On the slopes of a Maui volcano last Wednesday, a golden, thick-billed bird assumed to have passed away more than 1.5 years prior was spotted alive. According to Newsweek, the discovery is providing scientists hope for the critically endangered species.
The U.S. Fish and Wildlife Services has listed the kiwikiu, also known as the Maui parrotbill, as an endangered species. The little, olive-green and yellow bird used to reside all across Maui and the adjacent island of Moloka'i, claims the Maui Forest Bird Recovery Project. But the number of birds has decreased to about 150 due to people, feral pigs, wildcats, and sickness spread by mosquitoes.
According to Newsweek, the kiwikiu's distinctive song was identified by Hawaii's Department of Land and Natural Resources researcher Zach Pezzillo last Wednesday before he saw the welcoming sight on a reserve that includes the Haleakal volcano.

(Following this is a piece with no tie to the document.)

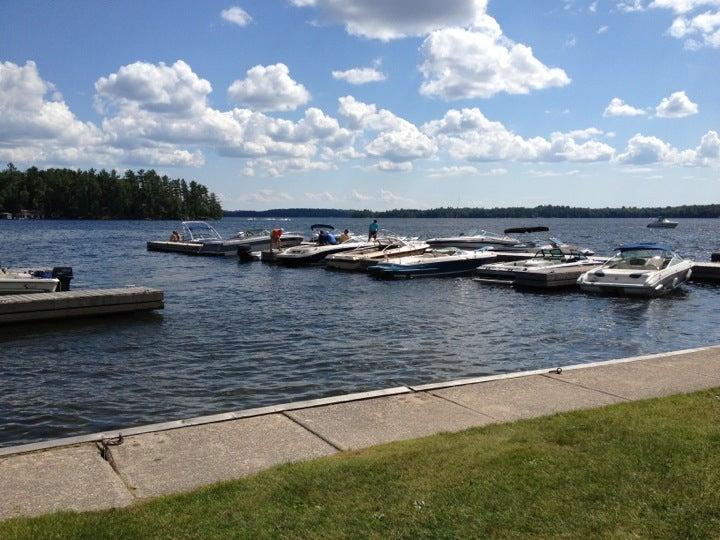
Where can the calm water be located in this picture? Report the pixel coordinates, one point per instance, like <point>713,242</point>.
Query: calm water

Then it sung 10 or more times while perched in some koa trees across a gulch. It descended into a group of kolea trees, where it remained for the following 20 minutes, calling and foraging busily among the berries, bark, and leaves. To get a better view, I descended down the gulch, Pezzillo stated in a statement made public by Newsweek. The agency described the re-discovery of this specific bird as "extraordinary" and stated that it "provides a ray of hope for conserving a species."
The San Francisco Gate reports that five of the seven kiwikiu who were brought to Maui's Nakula Natural Area Reserve in October 2019 perished from avian malaria, which was spread to the birds by non-native insects. Up until their discovery on Wednesday, the other two were assumed to be dead. A bracelet on his leg served as his unique identification as wild #1 from the 2019 transfer.
As with the others, this bird has been exposed to illness, but has managed to survive, according to Dr. Hanna Moucne of the Maui Forest Bird Recovery Project. "Considering that we still have time to preserve them, this is an incredible indication of optimism for the species. This is an encouraging indicator for the future survival of kiwikiu and other native forest birds in landscapes that have been restored, especially in the absence of sickness and insects.
Because of mosquitoes and mosquito-borne diseases, Kiwikiu have been limited to higher, cooler elevations where the mosquitoes and malaria cannot reproduce. However, due to climate change, these areas are becoming less safe, as warming temperatures allow mosquitoes to move farther upslope. In addition, Kiwikiu are threatened by habitat destruction and degradation from non-native pigs, as well as predation by introduced cats and mongooses. Kiwikiu are listed as Endangered by the U.S. Fish and Wildlife Service and as Critically Endangered by the IUCN. Population estimates place the total population between 109 and 202 individuals.